(feat): add dask documentation (#216)

ilan-gold · pre-commit-ci[bot] · flying-sheep · web-flow · commit 8c6c9bc2cbff · 2025-05-15T15:37:35.000+02:00
* (feat): dask docs * (chore): ad chunk size docs * (chore): note about sparse * (chore): remove unnecessary link + formatting * [pre-commit.ci] auto fixes from pre-commit.com hooks for more information, see https://pre-commit.ci * (fix): remove array api from intersphinx mapping * (fix): remove warning * (fix): increase cache number * (fix): try busting cache back * (chore): small clean ups * remove duplication * Replace fake headers with real headers * fix link * fix typos * Ilan’s remaining hatch.toml change * (feat): more tutorial info * Update docs/how-to-dask.md Co-authored-by: Severin Dicks <37635888+Intron7@users.noreply.github.com> * Update docs/how-to-dask.md Co-authored-by: Severin Dicks <37635888+Intron7@users.noreply.github.com> --------- Co-authored-by: pre-commit-ci[bot] <66853113+pre-commit-ci[bot]@users.noreply.github.com> Co-authored-by: Philipp A. <flying-sheep@web.de> Co-authored-by: Severin Dicks <37635888+Intron7@users.noreply.github.com>
diff --git a/.github/workflows/execute-nbs.yaml b/.github/workflows/execute-nbs.yaml
@@ -48,7 +48,7 @@ jobs:
           activate-environment: tutorials
           channel-priority: flexible
           environment-file: environment.yml
-          miniforge-variant: Mambaforge
+          miniforge-variant: Miniforge3
           miniforge-version: latest
           use-mamba: true
           # some important packages are not available as .tar.bz2 anymore
diff --git a/docs/conf.py b/docs/conf.py
@@ -53,6 +53,7 @@
     "sphinx.ext.intersphinx",
     "sphinx.ext.autosummary",
     "sphinx.ext.napoleon",
+    "sphinx_issues",
     "sphinxcontrib.bibtex",
     "sphinx_autodoc_typehints",
     "sphinx.ext.mathjax",
@@ -88,9 +89,13 @@
 
 intersphinx_mapping = {
     "python": ("https://docs.python.org/3", None),
-    "anndata": ("https://anndata.readthedocs.io/en/stable/", None),
+    "anndata": ("https://anndata.readthedocs.io/en/latest/", None),  # TODO: change back to stable after 0.12 release
     "numpy": ("https://numpy.org/doc/stable/", None),
     "scanpy": ("https://scanpy.readthedocs.io/en/stable/", None),
+    "fast-array-utils": ("https://icb-fast-array-utils.readthedocs-hosted.com/en/stable", None),
+    "dask": ("https://docs.dask.org/en/stable", None),
+    "scipy": ("https://docs.scipy.org/doc/scipy", None),
+    "rapids-singlecell": ("https://rapids-singlecell.readthedocs.io/en/stable/", None),
 }
 
 # List of patterns, relative to source directory, that match files and
diff --git a/docs/how-to-dask.md b/docs/how-to-dask.md
@@ -0,0 +1,102 @@
+# Dask Q&A
+
+Here we will go through some common questions and answers about `dask`, with a special focus on its integration with `scanpy` and `anndata`. For more comprehensive tutorials or other topics like {doc}`launching a cluster <dask:deploying>`, head over their documentation.
+
+## Quickstart
+
+### How do I monitor the {doc}`dask dashboard <dask:dashboard>`?
+
+If you are in a jupyter notebook, when you render the `repr` of your `client`, you will see a link, usually something like `http://localhost:8787/status`.
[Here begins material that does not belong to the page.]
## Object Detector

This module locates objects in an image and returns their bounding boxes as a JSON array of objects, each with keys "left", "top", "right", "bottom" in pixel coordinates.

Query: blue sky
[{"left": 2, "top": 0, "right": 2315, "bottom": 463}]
+If you are working locally, this link alone should suffice.
+
+If you are working on some sort of remote notebook from a web browser, you will need to replace `http://localhost` by the root url of the notebook.
+
+If you are in vscode, there is a [`dask` extension] which will allow you to monitor there.
+
+### How do I know how to allocate resources?
+
+In `dask`, every worker will receive an equal share of the memory available.
+So if you request e.g., a slurm job with 256GB of RAM, and then start 8 workers, each will have 32 GB of memory.
+
+`dask` distributes jobs to each worker generally based on the chunking of the array.
+So if you have dense chunks of `(30_000, 30_000)` with 32 bit integers, you will need to be have 3.6 GB for each worker, at the minimum to even load the data.
+Then if you do something like matrix multiplication, you will need double or even more, as an example.
+
+### How do I read my data into a `dask` array?
+
+{func}`anndata.experimental.read_elem_lazy` or {func}`anndata.experimental.read_lazy` can help you if you already have data on-disk that was written to the `anndata` file format.
+If you use {func}`dask.array.to_zarr`, the data _cannot_ be read in using `anndata`'s functionality as `anndata` will look for its {doc}`specified file format metadata <anndata:fileformat-prose>`.
+
+If you need to implement custom io, generally we found that using {func}`dask.array.map_blocks` provides a nice way.
+See [our custom h5 io code] for an example.
+
+## Advanced use and how-to-contribute
+
+### How do `scanpy` and `anndata` handle sparse matrices?
+
+While there is some {class}`scipy.sparse.csr_matrix` and {class}`scipy.sparse.csc_matrix` support for `dask`, it is not comprehensive and missing key functions like summation, mean etc.
+We have implemented custom functionality, much of which lives in {mod}`fast_array_utils`, although we have also had to implement custom algorithms like `pca` for sparse-in-dask.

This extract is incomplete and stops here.